Monday, 14 March 2011

SQL Varchar Comparison Ignores Right Hand White Space

MS SQL Server Text Comparisons

I was doing some work in SQL 2008 today that involved some data cleaning from a scraper that was extracting specific data from a webpage and trying to match it in a DB. The data was very dirty and not consistent in the slightest so I was running it through a number of custom parser functions to try and find matches.

Whilst doing this I came across something that I certainly thought was odd and hadn't seen before.
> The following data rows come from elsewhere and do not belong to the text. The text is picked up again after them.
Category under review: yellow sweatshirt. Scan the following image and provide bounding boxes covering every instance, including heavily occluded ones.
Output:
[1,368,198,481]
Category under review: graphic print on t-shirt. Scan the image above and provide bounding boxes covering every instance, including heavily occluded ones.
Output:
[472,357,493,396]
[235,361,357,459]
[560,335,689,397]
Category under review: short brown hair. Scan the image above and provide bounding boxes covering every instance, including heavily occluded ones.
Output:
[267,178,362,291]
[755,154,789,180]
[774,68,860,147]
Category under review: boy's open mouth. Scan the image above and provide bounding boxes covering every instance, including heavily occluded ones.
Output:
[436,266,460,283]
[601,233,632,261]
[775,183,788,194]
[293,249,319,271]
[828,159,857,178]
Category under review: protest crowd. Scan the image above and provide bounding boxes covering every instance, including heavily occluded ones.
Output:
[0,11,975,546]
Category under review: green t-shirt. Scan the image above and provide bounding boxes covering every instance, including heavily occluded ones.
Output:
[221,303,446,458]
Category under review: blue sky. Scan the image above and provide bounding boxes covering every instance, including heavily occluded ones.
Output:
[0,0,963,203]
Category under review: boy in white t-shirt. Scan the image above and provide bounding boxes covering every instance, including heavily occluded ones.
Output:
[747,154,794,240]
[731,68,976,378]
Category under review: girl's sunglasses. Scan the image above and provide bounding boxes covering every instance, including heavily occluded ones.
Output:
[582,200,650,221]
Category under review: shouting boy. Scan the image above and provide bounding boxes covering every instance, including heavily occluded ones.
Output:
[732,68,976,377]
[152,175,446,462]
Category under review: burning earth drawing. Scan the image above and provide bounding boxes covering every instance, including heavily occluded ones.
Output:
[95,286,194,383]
I don't know if this is a well know "quirk" in MS SQL or not but a couple of colleagues had never seen it either.

It involved string comparisons where one string had white space to the right hand side of it and the other had no space either side and a string comparison matched.

This only occurs when the white space is to the right hand side of the text and not to the left hand side as the following test shows.

I had never come across this quirk before so I thought I would make a note of it incase others hadn't either. I ran this test on 2008 and 2005 with the same results.

DECLARE @Test1 varchar(100),
@Test2 varchar(100),
@Test3 varchar(100)

SELECT @Test1 = 'Stratford ',
@Test2 = ' Stratford',
@Test3 = ' Stratford '

IF @Test1 = 'Stratford'
PRINT 'Is Stratford'
ELSE
PRINT 'Is not Stratford'

IF @Test2 = 'Stratford'
PRINT 'Is Stratford'
ELSE
PRINT 'Is not Stratford'

IF @Test3 = 'Stratford'
PRINT 'Is Stratford'
ELSE
PRINT 'Is not Stratford'

SELECT '"' + @Test1 + '"', '"' + @Test2 + '"', '"' + @Test3 + '"'




The output I get is the following


Is Stratford
Is not Stratford
Is not Stratford

and then a recordset.

"Stratford    " "   Stratford" "   Stratford   "
Maybe this is a well known behaviour but I wasn't expecting it to behave like this so it threw me off a bit during my cleanup process.


1 comment:

Pseudothink said...

Also watch out if regular white spaces (ASCII code 32) are mixed in with non-breaking spaces (ASCII code 160). SQL will recognize trailing non-breaking spaces, unlike white spaces.